Seriously, what does RISC-V have to do with the Akida SoC architecture?

Certainly a partnership was announced with SiFive in April 2022, but that was more about a co-processor arrangement.

https://brainchip.com/brainchip-sifive-partner-deploy-ai-ml-at-edge/

BrainChip and SiFive Partner to Deploy AI/ML Technology at the Edge​

Laguna Hills, Calif. – April 5, 2022 BrainChip Holdings Ltd (ASX: BRN, OTCQX: BRCHF, ADR: BCHPY), the world’s first commercial producer of ultra-low power neuromorphic AI chips and IP, and SiFive, Inc., the founder and leader of RISC-V computing, have combined their respective technologies to offer chip designers optimized AI/ML compute at the edge.
BrainChip’s AkidaTM is a revolutionary advanced neural networking processor architecture that brings AI to the edge in a way that existing technologies are not capable, with high performance, ultra-low power, and on-chip learning.

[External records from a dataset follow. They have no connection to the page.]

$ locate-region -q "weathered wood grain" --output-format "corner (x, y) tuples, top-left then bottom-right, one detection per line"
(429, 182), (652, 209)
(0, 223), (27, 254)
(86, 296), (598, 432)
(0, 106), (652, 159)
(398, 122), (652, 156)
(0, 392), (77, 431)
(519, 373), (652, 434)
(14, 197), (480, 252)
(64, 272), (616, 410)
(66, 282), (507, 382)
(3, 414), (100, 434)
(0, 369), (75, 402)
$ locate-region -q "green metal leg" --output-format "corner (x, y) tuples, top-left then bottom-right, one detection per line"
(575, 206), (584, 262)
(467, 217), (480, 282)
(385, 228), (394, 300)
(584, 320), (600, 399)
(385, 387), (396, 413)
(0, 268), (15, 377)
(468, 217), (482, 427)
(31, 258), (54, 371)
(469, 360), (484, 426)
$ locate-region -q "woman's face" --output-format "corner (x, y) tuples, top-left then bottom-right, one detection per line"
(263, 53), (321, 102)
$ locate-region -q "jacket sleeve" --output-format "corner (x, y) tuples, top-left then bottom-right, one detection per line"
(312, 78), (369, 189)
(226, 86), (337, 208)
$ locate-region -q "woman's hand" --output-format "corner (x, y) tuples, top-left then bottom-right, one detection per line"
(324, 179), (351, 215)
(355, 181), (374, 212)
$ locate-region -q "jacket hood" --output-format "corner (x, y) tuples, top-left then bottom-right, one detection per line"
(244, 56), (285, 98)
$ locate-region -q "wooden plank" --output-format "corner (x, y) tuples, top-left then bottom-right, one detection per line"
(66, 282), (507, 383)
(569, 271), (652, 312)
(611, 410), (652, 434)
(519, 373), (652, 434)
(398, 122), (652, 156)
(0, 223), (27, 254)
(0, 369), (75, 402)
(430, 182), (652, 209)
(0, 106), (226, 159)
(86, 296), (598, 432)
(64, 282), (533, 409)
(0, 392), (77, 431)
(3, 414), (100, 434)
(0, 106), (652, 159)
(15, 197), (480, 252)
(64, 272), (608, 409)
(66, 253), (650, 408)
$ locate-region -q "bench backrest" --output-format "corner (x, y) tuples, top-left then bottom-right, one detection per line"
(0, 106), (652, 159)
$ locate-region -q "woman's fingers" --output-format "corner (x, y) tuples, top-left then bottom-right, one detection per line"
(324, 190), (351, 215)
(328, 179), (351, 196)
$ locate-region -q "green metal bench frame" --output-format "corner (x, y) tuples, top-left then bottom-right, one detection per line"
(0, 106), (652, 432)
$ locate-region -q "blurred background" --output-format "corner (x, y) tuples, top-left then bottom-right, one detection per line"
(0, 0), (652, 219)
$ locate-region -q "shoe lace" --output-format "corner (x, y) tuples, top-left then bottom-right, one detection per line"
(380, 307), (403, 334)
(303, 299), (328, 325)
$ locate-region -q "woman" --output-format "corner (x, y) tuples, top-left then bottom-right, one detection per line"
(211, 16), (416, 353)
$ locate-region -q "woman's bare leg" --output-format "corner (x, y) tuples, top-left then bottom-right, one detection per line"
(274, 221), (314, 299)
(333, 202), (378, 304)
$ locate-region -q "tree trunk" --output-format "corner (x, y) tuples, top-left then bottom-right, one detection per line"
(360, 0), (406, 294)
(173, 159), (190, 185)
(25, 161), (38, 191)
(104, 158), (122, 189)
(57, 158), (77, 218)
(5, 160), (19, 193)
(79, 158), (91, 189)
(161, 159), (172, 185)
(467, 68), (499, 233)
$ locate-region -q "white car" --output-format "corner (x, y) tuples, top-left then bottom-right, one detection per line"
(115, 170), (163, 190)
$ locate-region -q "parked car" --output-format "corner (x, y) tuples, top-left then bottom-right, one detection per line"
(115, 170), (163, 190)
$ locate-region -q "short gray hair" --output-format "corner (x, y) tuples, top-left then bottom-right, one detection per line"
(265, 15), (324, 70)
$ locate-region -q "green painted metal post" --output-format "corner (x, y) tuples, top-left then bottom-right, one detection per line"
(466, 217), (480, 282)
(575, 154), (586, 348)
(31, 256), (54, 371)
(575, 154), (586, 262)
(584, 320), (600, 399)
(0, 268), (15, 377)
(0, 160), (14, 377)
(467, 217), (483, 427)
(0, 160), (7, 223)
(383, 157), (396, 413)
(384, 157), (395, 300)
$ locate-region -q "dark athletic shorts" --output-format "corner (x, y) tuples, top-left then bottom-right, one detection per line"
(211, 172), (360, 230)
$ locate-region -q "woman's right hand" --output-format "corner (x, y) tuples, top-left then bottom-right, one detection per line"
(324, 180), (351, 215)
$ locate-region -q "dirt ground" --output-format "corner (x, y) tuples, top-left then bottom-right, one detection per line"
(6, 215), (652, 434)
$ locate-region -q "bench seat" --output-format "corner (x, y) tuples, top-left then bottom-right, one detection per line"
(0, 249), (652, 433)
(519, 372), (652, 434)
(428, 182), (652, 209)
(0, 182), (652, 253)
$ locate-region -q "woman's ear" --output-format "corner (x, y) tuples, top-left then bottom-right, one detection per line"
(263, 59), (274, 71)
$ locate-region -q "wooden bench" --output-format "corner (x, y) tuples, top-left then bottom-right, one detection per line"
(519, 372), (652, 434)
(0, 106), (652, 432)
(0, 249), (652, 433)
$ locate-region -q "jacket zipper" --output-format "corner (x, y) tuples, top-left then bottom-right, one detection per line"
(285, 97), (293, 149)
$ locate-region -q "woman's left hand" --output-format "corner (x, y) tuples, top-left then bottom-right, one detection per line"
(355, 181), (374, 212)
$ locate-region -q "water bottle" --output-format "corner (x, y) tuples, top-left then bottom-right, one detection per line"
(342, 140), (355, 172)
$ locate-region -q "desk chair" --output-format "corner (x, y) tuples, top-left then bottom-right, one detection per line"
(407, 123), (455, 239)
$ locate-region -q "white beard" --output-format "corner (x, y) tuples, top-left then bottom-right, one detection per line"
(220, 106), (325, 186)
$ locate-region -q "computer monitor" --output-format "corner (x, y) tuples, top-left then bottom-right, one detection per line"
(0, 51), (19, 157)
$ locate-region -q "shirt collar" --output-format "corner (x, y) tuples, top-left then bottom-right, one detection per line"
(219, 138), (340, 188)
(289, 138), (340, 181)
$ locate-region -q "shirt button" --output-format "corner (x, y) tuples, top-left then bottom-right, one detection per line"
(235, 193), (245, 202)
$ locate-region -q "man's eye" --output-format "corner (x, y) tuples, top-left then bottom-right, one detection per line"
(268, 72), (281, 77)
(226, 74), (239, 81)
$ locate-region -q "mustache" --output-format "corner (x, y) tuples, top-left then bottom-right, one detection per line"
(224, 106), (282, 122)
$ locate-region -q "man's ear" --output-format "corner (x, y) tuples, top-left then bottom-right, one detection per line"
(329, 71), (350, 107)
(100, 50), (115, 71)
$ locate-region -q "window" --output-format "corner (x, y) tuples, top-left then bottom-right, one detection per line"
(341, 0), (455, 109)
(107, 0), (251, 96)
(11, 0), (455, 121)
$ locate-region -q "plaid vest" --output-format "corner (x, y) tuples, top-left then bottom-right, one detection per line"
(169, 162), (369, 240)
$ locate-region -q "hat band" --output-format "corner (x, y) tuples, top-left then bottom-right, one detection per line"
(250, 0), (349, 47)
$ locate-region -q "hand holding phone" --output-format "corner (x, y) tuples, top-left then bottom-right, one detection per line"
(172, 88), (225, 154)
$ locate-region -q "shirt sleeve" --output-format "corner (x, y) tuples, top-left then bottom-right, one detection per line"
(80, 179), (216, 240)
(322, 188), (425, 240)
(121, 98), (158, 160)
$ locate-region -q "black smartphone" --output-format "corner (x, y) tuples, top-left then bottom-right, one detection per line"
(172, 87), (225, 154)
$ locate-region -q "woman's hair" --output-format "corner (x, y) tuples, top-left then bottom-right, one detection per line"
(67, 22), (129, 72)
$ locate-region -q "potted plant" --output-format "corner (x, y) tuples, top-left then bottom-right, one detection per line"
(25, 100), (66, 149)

SiFive Intelligence™ solutions with their highly configurable multi-core, multi-cluster capable design, integrate software and hardware to accelerate AI/ML applications. The integration of BrainChip’s Akida technology and SiFive’s multi-core capable RISC-V processors will provide a highly efficient solution for integrated edge AI compute.
SiFive Intelligence™-based processors offer industry leading performance and efficiency for AI and ML workloads. The highly configurable multi-core, multi-cluster capable design has been optimized for the broadest range of applications requiring high-throughput, single-thread performance while under the tightest power and area constraints
.


RISC-V is 32/64 bits

Still, it's better to be talked about than ignored.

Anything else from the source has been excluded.